What if Trump Can’t Run? Many Steps Are Clear, but Some Are Not

“Continuity of government is always in place,” she said on MSNBC. “I always say it’s a relic of the past, but nonetheless, they say we have our job we have to do, and this is what we’ll do.”

Senator Charles E. Grassley, Republican of Iowa, is the current president pro tempore in the Senate. He is 87.

Under the 25th Amendment, ratified in the 1960s to clarify presidential disability and succession planning, presidents can voluntarily designate powers to their vice presidents if they become seriously ill or are unable to perform their duties.

If Mr. Trump became gravely ill, he could provide letters to the speaker of the House and the president pro tempore of the Senate saying he was “unable to discharge the powers and duties of his office” to transfer his powers to Mr. Pence, who would, in effect, become acting president. Mr. Trump could reclaim his full authorities when he recovered.

On Friday afternoon, as Mr. Trump was expected to depart for Walter Reed, Judd Deere, a White House spokesman, said the president would remain fully in power.

“No transfer,” he said. “The president is in charge.”
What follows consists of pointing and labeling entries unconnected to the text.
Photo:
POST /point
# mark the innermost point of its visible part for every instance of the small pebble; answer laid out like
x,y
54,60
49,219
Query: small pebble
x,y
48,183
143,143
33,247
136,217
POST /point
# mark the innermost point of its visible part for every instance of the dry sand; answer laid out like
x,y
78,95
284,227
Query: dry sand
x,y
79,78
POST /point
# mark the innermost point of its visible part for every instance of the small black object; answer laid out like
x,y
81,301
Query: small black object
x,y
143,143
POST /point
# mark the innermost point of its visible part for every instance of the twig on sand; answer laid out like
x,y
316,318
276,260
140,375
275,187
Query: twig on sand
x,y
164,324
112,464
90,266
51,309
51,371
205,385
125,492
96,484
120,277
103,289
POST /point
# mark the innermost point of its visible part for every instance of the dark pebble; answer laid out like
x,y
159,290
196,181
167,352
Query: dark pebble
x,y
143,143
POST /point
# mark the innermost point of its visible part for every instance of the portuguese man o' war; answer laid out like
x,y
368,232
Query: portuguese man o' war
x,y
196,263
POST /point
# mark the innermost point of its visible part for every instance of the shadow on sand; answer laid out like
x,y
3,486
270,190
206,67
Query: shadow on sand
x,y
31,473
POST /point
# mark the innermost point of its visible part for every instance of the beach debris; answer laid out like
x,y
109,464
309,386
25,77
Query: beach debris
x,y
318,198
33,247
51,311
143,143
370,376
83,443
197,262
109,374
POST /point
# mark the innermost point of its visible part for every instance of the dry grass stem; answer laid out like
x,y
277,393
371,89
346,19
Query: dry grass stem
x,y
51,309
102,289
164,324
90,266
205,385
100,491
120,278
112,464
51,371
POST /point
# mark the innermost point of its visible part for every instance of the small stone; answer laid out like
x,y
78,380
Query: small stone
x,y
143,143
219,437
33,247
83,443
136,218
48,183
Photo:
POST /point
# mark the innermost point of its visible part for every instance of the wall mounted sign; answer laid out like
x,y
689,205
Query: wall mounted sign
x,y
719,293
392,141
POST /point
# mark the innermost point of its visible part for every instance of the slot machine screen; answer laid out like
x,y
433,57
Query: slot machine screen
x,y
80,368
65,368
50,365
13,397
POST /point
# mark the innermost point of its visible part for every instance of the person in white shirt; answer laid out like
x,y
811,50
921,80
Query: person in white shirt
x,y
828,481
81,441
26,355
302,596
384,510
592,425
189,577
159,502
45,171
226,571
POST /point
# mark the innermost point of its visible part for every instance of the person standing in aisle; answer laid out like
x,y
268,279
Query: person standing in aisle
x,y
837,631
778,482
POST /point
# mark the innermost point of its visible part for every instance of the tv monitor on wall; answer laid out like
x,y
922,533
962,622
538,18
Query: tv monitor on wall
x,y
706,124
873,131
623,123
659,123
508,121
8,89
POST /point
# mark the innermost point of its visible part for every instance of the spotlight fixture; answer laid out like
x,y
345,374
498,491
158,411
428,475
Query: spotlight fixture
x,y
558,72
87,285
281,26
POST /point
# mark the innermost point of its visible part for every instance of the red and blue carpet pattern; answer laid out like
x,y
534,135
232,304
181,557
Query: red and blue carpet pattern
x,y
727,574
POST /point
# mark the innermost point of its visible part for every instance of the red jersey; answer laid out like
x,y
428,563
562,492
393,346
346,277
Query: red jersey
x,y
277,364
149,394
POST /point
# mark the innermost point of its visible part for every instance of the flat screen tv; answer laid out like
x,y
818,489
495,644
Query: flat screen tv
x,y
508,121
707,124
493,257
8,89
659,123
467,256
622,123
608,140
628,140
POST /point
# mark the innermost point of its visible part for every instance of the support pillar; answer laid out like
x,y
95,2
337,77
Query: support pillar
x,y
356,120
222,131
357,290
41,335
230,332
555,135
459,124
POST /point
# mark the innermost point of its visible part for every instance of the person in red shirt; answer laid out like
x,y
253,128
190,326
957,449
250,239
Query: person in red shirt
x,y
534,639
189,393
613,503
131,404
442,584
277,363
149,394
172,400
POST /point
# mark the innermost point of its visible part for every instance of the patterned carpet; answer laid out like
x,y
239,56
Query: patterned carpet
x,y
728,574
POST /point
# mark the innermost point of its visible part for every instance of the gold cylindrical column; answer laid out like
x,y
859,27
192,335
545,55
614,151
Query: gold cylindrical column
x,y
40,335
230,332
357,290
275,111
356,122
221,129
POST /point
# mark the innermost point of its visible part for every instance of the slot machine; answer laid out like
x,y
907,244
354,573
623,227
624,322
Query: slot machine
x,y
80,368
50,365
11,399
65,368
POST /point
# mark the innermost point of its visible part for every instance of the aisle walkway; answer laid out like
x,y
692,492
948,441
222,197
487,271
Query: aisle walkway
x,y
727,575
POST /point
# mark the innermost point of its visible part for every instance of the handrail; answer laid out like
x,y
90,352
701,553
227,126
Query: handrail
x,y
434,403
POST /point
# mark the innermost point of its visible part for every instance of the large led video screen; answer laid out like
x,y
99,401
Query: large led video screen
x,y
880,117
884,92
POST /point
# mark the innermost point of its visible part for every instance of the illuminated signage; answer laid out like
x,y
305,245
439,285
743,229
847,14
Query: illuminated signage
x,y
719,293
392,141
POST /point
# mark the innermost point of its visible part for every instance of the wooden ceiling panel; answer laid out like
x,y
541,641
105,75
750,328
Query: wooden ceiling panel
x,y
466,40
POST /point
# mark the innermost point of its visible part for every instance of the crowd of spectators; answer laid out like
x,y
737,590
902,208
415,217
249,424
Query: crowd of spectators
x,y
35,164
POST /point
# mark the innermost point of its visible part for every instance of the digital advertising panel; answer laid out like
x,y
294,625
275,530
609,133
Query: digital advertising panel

Since the amendment was ratified in 1967, the vice president has taken power in only three instances, each of them exceedingly brief. In 1985, when President Ronald Reagan was put under anesthesia for a colon procedure, he granted his powers to Vice President George Bush for about eight hours, though he avoided formally invoking the amendment. And in 2002 and 2007, President George W. Bush temporarily transferred his authorities to Vice President Dick Cheney during colonoscopies.

The 25th Amendment also allows for the forcible removal of a president, including if he is too ill to designate his authorities or simply refuses to do so.